Wednesday, October 26, 2011

The fox trying to match the mouse's fleetness

I read tonight that Robin Pecknold is 11 months younger than I am. Man. Sometimes, I wonder if I shouldn't have just studied and gone to swim practice less in high school, and learned to play guitar and form a folk rock band instead.
Additional discovery of the night: the Grolsch 'Herfstbok' (autumn bock beer) is pretty much just as sweet and syrupy as last year. Still not a big fan. There's a bock beer festival going on in Amsterdam this weekend and I'm contemplating attending. So far, the best bock (not too dissimilar from a porter or stout, though a little lighter/sweeter) I've had in this little country is from semi-micro-brewer Hertog Jan.

It was sad to look at my last post prior to this one and read my optimism over a 2-0 Wildcat football team. Sad because that was the last time they've won this season, meaning they're sitting at a rather uncomfortable 2-5, losing to Army, Illinois, Michigan, Iowa and Penn State, in that order and in increasing strength of pain. This weekend they face a not entirely unthreatening 1-7 Indiana Hoosier team in Bloomington. (Their homecoming, I believe - people just love scheduling NU for their homecoming. Go figure.) Still, it's probably one of our last best chances of winning a game yet this season. A win will actually still enable the 'Cats to go forward and 'win out' to become bowl-eligible. With just 6 wins, it's not likely they'd be selected to go to a bowl, but, you know, it's nice to be available to be asked.

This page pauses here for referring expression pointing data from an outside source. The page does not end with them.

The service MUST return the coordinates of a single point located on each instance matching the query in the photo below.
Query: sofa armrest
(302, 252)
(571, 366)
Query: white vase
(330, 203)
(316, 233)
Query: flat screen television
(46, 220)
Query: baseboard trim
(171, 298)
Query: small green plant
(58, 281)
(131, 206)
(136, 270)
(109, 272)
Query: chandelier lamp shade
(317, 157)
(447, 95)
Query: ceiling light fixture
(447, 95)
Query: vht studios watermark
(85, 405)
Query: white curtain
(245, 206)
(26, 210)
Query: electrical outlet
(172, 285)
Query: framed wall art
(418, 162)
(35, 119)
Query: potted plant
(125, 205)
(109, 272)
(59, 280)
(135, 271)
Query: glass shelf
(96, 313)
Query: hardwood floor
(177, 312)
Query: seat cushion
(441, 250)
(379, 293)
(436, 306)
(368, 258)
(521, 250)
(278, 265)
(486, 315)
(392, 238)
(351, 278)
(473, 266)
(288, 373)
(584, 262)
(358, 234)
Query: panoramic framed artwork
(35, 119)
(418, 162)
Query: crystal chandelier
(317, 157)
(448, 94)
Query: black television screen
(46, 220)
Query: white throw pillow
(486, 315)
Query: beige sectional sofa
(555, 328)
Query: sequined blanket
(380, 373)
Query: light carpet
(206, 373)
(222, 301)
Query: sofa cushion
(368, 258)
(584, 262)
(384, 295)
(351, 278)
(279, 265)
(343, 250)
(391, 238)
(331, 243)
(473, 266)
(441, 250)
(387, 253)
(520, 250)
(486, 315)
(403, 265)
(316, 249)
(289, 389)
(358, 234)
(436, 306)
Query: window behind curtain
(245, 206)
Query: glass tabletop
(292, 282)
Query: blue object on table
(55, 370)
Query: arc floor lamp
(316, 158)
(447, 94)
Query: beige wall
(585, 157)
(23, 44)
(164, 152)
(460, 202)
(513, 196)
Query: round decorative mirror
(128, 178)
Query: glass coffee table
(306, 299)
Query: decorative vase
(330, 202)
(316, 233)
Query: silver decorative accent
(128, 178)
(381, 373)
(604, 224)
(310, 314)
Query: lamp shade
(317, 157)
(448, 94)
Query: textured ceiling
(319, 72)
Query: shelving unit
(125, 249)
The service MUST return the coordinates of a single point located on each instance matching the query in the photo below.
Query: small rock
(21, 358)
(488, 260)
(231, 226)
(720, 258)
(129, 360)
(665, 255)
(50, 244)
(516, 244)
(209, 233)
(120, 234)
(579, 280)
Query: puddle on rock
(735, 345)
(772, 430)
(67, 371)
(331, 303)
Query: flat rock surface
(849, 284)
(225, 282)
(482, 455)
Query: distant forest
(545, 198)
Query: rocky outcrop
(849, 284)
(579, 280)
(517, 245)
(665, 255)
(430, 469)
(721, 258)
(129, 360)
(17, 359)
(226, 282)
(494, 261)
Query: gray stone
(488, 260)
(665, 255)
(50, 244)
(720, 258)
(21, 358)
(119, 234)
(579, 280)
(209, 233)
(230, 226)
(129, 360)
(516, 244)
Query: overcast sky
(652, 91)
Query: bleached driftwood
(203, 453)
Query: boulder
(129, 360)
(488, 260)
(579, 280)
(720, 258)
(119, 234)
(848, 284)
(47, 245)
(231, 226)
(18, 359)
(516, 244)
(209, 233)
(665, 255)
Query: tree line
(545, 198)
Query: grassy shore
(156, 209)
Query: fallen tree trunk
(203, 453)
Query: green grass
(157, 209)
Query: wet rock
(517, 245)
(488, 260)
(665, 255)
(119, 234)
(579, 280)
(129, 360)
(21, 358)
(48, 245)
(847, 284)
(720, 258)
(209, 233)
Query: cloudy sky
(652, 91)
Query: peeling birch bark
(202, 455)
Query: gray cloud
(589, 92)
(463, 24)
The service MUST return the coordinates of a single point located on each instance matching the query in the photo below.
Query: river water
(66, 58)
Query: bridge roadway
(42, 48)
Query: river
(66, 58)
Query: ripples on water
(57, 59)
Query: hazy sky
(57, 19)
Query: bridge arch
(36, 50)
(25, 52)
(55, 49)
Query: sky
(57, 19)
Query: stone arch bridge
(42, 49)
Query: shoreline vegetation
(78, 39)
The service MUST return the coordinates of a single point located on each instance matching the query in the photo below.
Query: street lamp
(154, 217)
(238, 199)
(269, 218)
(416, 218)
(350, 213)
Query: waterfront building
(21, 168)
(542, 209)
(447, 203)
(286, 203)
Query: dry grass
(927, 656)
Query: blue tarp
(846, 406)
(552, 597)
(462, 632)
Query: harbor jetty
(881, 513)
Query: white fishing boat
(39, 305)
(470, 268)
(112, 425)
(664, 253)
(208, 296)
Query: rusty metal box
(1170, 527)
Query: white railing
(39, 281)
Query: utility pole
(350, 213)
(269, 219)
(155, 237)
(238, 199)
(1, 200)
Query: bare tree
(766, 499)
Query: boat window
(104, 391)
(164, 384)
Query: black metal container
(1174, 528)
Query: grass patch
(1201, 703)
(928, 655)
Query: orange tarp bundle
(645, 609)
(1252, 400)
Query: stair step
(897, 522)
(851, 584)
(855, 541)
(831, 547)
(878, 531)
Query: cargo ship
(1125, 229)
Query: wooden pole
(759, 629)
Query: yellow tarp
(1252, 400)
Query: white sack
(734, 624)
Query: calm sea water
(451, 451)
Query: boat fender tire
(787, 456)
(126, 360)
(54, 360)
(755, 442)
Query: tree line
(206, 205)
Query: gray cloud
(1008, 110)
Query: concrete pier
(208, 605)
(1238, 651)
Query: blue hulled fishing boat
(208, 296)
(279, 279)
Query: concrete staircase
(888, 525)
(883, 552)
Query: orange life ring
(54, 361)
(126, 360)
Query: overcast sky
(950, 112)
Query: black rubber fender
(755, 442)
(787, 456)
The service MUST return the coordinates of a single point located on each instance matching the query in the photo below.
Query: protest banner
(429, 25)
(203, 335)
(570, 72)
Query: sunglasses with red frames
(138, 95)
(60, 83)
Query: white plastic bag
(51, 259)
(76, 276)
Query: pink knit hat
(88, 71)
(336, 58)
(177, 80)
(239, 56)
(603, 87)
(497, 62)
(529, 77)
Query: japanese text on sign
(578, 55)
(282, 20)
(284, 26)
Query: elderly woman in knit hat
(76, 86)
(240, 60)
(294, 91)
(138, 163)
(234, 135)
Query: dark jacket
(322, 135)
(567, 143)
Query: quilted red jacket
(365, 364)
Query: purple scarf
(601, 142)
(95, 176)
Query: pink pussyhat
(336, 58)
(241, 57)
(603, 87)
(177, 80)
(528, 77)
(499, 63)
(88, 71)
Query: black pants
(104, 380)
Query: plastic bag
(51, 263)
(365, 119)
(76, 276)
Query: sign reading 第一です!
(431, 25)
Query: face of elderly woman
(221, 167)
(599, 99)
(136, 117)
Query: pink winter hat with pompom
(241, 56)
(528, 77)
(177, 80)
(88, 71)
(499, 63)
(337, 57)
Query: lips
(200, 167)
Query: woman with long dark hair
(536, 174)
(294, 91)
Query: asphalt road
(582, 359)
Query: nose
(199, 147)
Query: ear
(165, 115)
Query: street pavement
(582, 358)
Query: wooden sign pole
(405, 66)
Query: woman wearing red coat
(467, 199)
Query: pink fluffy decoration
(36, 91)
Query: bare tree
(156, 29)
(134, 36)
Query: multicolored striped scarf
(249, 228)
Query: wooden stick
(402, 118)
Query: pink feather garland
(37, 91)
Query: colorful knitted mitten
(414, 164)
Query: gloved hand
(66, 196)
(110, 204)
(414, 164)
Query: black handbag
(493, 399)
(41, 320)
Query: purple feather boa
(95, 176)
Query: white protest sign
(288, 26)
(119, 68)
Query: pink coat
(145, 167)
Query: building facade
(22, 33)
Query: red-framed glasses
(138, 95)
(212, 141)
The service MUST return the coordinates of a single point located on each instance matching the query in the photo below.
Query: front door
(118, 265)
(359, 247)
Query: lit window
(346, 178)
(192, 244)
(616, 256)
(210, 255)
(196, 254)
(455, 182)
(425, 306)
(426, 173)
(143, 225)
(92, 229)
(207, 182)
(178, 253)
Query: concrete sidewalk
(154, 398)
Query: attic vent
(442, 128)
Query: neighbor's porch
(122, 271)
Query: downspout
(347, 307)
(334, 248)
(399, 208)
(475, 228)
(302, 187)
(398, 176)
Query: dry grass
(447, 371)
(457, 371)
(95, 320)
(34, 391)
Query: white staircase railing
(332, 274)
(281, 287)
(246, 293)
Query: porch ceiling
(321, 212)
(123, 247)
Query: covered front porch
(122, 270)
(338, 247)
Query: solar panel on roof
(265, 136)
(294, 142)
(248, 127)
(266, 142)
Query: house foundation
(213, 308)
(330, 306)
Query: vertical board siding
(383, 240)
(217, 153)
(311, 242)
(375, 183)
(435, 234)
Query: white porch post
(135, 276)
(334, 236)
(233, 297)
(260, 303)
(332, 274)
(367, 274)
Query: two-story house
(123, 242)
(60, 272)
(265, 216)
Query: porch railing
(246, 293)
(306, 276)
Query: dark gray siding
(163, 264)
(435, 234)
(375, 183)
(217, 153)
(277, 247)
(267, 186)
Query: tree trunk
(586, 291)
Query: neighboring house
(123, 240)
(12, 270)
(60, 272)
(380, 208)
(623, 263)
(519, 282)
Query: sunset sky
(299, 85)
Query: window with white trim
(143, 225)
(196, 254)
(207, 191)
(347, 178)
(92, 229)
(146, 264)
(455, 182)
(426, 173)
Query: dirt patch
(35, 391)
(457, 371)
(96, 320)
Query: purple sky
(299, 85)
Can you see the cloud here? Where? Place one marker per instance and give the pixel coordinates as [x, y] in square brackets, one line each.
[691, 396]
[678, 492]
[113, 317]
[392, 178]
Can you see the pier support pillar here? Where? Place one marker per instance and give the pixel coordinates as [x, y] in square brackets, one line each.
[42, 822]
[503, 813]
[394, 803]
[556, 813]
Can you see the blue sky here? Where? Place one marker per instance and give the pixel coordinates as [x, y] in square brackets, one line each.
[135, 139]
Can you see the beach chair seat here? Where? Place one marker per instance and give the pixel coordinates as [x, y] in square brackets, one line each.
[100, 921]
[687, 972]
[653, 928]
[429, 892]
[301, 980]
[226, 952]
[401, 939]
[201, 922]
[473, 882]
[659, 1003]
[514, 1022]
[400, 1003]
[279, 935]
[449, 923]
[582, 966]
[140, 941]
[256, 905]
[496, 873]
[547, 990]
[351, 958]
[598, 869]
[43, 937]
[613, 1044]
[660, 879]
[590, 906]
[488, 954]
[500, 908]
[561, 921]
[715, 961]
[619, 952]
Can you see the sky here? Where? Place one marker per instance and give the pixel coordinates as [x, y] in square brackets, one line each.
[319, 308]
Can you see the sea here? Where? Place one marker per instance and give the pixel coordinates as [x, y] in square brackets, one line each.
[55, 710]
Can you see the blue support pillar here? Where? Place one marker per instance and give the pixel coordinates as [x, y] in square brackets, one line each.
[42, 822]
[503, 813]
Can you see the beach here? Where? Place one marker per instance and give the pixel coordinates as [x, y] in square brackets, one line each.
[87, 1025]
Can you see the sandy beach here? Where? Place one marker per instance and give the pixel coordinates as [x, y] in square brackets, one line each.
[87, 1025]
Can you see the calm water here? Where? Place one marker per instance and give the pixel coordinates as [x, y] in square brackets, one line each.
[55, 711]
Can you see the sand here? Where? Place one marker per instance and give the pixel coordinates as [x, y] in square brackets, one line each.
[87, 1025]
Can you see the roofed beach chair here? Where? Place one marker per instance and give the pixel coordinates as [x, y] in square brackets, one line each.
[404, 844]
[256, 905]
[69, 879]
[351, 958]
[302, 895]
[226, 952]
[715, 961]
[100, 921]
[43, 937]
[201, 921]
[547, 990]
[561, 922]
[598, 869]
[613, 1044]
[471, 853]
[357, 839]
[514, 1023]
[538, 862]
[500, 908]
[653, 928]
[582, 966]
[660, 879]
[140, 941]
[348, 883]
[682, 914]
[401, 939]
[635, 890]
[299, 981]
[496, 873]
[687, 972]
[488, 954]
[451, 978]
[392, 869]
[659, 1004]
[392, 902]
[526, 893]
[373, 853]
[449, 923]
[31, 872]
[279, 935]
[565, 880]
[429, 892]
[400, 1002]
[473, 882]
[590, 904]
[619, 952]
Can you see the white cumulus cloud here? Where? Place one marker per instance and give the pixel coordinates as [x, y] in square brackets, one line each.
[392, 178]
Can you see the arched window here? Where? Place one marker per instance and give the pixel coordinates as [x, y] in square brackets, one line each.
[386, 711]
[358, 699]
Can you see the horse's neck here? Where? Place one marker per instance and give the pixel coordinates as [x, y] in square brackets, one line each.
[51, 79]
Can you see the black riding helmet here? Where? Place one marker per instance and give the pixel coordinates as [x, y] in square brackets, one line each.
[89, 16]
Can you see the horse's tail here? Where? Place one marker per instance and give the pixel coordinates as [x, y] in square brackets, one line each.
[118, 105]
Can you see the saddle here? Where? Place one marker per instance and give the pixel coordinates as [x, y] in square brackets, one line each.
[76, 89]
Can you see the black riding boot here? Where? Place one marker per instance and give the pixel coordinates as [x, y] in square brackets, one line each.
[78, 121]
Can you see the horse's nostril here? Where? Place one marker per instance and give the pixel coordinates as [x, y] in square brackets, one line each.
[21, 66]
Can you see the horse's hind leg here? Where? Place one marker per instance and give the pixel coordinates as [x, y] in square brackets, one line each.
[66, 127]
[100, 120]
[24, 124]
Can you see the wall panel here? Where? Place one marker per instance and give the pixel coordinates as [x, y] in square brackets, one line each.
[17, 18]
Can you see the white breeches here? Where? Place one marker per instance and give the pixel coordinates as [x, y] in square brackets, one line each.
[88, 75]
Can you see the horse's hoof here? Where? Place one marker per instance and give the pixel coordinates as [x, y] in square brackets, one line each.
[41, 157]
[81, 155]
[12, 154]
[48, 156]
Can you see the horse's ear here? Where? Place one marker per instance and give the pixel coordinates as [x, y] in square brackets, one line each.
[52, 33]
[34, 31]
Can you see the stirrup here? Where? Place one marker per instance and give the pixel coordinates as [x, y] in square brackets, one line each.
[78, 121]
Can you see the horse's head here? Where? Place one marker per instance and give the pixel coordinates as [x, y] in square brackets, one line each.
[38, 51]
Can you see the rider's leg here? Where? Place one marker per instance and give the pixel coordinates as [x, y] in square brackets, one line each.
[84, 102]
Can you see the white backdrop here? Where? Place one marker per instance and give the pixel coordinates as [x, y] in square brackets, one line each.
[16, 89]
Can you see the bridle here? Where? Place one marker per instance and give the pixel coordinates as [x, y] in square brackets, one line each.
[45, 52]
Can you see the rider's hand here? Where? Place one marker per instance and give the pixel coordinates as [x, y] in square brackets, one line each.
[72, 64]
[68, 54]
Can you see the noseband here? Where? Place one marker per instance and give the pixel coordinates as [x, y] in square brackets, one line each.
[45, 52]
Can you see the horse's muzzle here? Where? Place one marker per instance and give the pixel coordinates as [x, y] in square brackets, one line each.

Monday night after work I was lucky enough to go to a concert by Throwing Muses at the Paradiso in Amsterdam. If you're not familiar, imagine Stevie Nicks fronting Nirvana. It was a little like that: short, sweet, angsty, angry, trancey, grunge-rock songs with very little speaking in between from lead guitarist/singer Kristen Hersh. She had these empty, yet intense, dark eyes floating in her cobra-esque constantly swinging head - you couldn't help but be drawn into her affected music-making.